Satyam Tech Center; Photo by Ranjit Nair
Roughly two years ago, Ramalinga Raju, the CEO of Satyam Computer Services, confessed to his board
that the company -- the fourth largest IT outsourcer in India at the time -- was insolvent. Approximately $1 billion in assets, Raju admitted
then, did not exist. Satyam, an acclaimed good corporate citizen, collapsed spectacularly, earning itself the moniker “India’s Enron”
in a few short weeks.
Defrauded investors filed a series of lawsuits, and criminal charges sent Raju, his PriceWaterhouseCoopers auditors
, and other Satyam officers to jail to await trial. There they remain, while the Securities and Exchange Bureau of India untangles the web of false invoices, inflated payrolls, fraudulent accounts, doctored balance sheets and offshore businesses that surround the Satyam debacle.

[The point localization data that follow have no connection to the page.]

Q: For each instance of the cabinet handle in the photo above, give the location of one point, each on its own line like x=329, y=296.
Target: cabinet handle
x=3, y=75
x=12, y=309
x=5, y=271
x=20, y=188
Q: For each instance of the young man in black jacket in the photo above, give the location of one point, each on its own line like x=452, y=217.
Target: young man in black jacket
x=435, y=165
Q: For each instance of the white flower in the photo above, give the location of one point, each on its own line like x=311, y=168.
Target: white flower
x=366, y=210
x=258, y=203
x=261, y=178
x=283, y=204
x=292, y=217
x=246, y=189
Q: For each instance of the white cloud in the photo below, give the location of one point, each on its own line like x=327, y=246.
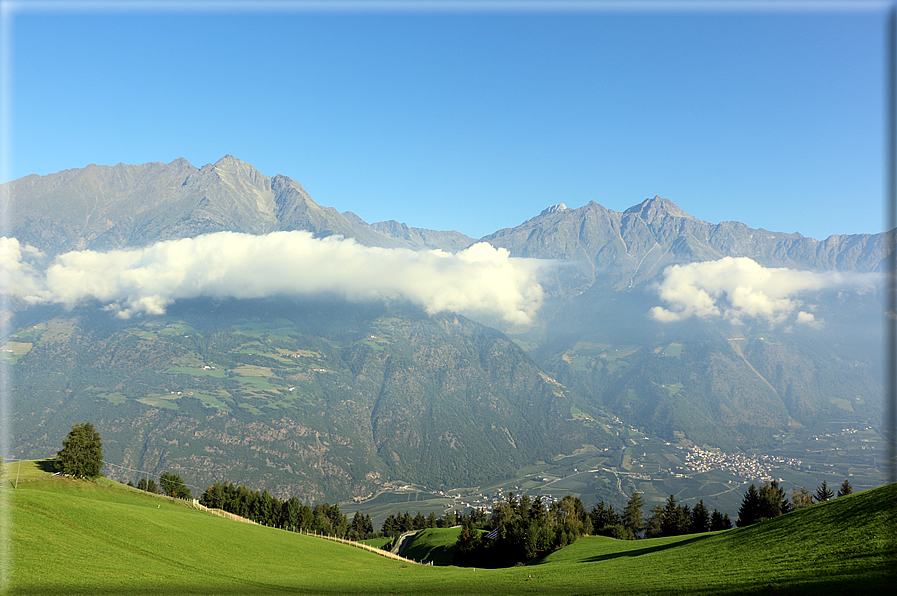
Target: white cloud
x=739, y=288
x=480, y=279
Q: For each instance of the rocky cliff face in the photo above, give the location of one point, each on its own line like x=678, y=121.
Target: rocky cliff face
x=635, y=246
x=102, y=207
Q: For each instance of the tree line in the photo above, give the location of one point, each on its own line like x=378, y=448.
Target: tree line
x=770, y=501
x=290, y=514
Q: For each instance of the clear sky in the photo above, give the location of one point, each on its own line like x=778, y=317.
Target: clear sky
x=449, y=116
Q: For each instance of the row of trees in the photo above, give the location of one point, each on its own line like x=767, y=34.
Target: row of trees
x=770, y=501
x=672, y=519
x=291, y=514
x=520, y=530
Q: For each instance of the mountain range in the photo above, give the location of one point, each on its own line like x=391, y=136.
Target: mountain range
x=321, y=397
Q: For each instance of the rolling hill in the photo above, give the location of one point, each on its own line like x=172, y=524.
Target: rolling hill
x=74, y=537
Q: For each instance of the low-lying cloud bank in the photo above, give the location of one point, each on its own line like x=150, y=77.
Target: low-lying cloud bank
x=739, y=288
x=480, y=279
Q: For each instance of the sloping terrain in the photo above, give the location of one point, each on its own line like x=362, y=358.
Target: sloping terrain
x=73, y=537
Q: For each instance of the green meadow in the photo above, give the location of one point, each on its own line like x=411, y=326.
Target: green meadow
x=76, y=537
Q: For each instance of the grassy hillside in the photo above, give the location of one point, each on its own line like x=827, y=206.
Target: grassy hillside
x=73, y=537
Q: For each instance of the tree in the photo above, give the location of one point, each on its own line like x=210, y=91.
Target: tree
x=700, y=518
x=173, y=486
x=824, y=493
x=773, y=501
x=632, y=514
x=801, y=498
x=81, y=455
x=845, y=489
x=719, y=521
x=749, y=512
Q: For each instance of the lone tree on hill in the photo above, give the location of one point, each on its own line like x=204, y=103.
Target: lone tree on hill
x=633, y=518
x=82, y=452
x=824, y=493
x=173, y=486
x=845, y=489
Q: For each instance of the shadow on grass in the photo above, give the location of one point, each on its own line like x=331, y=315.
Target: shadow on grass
x=50, y=466
x=643, y=551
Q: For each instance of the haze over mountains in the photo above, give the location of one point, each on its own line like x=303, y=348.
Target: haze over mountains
x=270, y=350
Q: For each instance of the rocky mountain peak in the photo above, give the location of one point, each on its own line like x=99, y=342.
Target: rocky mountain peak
x=554, y=209
x=650, y=209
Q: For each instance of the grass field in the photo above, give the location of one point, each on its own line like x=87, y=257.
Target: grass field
x=75, y=537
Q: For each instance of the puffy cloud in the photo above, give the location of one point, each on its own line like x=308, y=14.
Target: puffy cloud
x=740, y=288
x=480, y=279
x=18, y=276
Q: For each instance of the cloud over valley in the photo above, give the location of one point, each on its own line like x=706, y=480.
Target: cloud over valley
x=480, y=279
x=739, y=288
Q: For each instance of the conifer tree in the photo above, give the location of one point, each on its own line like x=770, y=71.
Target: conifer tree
x=845, y=489
x=718, y=521
x=700, y=518
x=632, y=514
x=773, y=501
x=824, y=493
x=801, y=498
x=749, y=512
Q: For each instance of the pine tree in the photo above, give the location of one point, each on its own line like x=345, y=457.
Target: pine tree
x=824, y=493
x=632, y=514
x=718, y=521
x=81, y=455
x=845, y=489
x=801, y=498
x=773, y=501
x=173, y=486
x=749, y=512
x=700, y=518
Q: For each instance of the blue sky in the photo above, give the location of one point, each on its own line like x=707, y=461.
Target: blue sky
x=472, y=120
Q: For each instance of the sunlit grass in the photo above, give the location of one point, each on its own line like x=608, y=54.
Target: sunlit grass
x=75, y=537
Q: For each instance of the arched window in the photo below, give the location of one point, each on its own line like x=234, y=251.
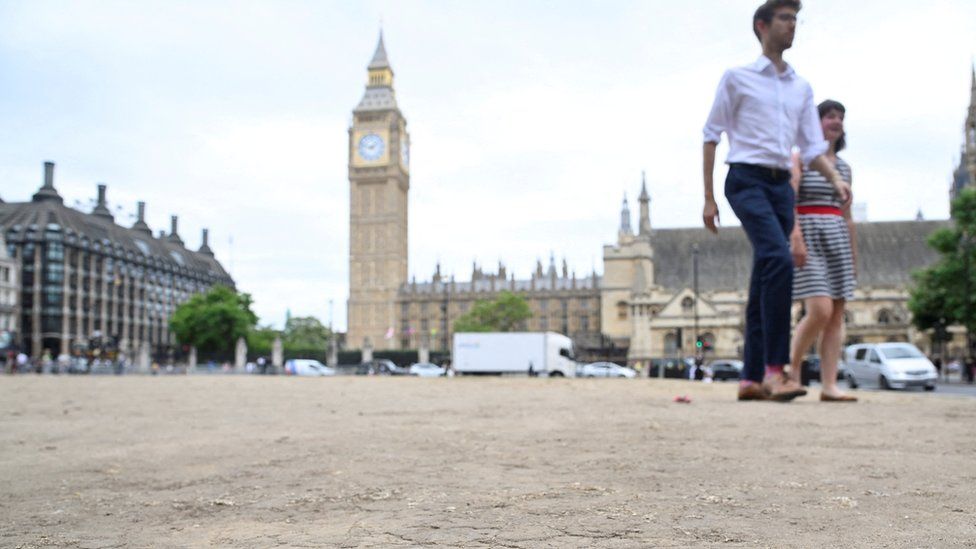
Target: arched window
x=884, y=317
x=670, y=343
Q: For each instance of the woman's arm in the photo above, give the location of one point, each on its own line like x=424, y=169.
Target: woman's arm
x=798, y=247
x=852, y=232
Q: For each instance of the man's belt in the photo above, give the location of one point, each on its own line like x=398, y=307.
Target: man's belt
x=767, y=171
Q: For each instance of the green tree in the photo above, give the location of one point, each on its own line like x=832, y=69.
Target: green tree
x=306, y=333
x=503, y=314
x=943, y=293
x=214, y=320
x=260, y=340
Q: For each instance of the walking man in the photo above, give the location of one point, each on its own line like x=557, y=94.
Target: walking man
x=766, y=109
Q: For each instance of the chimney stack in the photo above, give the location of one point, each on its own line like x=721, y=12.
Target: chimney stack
x=101, y=209
x=205, y=248
x=140, y=224
x=47, y=191
x=174, y=236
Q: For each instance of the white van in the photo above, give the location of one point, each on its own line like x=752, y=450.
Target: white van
x=888, y=366
x=307, y=367
x=506, y=353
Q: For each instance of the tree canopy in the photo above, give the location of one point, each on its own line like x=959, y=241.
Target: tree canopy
x=505, y=313
x=306, y=333
x=942, y=296
x=214, y=320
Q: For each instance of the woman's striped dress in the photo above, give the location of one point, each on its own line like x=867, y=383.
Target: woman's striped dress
x=829, y=270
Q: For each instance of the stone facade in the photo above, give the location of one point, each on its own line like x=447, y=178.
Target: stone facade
x=9, y=295
x=645, y=303
x=379, y=182
x=965, y=174
x=84, y=279
x=560, y=302
x=649, y=300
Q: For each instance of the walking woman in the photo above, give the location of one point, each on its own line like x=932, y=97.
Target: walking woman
x=824, y=247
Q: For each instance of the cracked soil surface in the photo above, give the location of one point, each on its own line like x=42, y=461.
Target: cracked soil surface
x=249, y=461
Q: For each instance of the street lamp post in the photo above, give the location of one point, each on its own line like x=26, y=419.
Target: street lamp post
x=694, y=255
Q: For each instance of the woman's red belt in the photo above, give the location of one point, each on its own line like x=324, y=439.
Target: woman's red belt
x=830, y=210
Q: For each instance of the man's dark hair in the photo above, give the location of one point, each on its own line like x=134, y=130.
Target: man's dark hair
x=823, y=109
x=768, y=9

The company had enjoyed a meteoric rise in the corporate outsourcing business that began with its surprising selection as the principal IT vendor for the World Bank’s internal information technology work. In the late 1990s, Satyam was an obscure, mid-size, family-owned IT company headquartered in Hyderabad, India. There it was discovered by Mohamamed V. Muhsin, Chief Information Officer (CIO) of the World Bank. Muhsin, at the instigation of James Wolfensohn, had assumed the responsibility for establishing the IT architecture of the Bank. For reasons that remain somewhat unclear, he enlisted Satyam in the enterprise, selecting it over larger and better-known companies. In the digital hysteria leading up to following the Y2K scare, Satyam received a flow of ever-larger contracts from the bank, and rumors began to circulate in Muhsin’s department that held a financial interest in the company.